A number of useful secondary indices are available for this purpose. One of these is the pressure reactivity index (PRx) [8]. It is calculated from slow fluctuation of the arterial blood pressure (ABP) of a period between 20 seconds and 3 minutes. The response of the ICP may be passive when the vascular bed is not reactive. PRx, calculated as moving correlation coefficient between ABP and ICP with the pulse wave filtered out, is positive. With an active vascular bed, a rise in ABP produces vasoconstriction and a decrease in ICP. A decrease in ABP produces vasodilatation and an increase in ICP. Therefore, normally positive PRx starts to be negative, indicating negative correlation between slow changes in ABP and ICP.

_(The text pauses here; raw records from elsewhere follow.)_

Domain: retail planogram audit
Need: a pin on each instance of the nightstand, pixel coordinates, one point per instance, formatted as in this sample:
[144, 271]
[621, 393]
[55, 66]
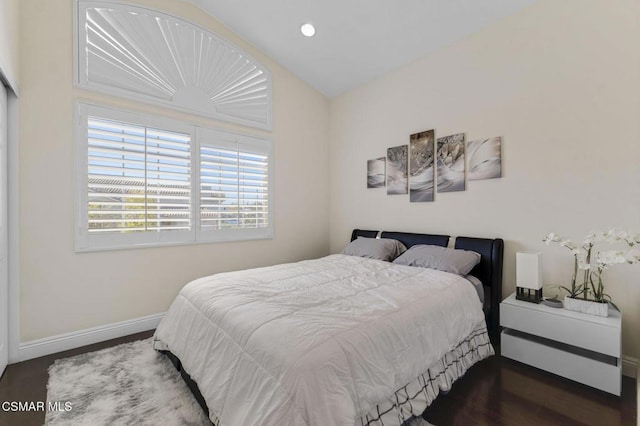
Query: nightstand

PRx is a “moving index,” able to be calculated continuously, forming a new variable. Figure 4 shows an example of multiple days monitoring of PRx along with ICP, ABP, and CPP where a patient attained good outcome after severe head injury. It is possible to see that pressure reactivity may fluctuate in time after TBI. In cases of refractory intracranial hypertension, PRx sometimes deteriorates before the onset of intracranial hypertension. Figure 5 shows an increase in ICP above 20 and then above 80 mmHg. PRx in this case deteriorates almost half of a day before.

795762.fig.004
Figure 4: Example of multiple days monitoring of PRx along with ICP, ABP, and CPP where a patient attained good outcome after severe head injury. Image extrapolated from ICM+ software. ICP: intracranial pressure. ABP: arterial blood pressure. CPP: cerebral perfusion pressure. PRx: pressure reactivity index.
fig5
Figure 5: Increase in ICP above 20 and then above 80 mmHg. PRx in this case deteriorates almost half of a day before. ICP: intracranial pressure. ABP: arterial blood pressure. CPP: cerebral perfusion pressure. PRx: pressure reactivity index.

PRx gives similar results to ICP when plotted against mortality rate, but with even steeper threshold. Mortality rate, expressed as a function of CPP, shows distinctive “U shape” curve (Figure 6). It indicates that the majority of patients who die have either too low or too high CPP. Whether what is “inadequate” CPP, is still a cause of debate. But if in the same cohort of patients PRx versus CPP is plotted, a similar “U shape” can be traced.

795762.fig.006
Figure 6: Mortality rate, expressed as a function of CPP, shows distinctive “U shape” curve. CPP: cerebral perfusion pressure.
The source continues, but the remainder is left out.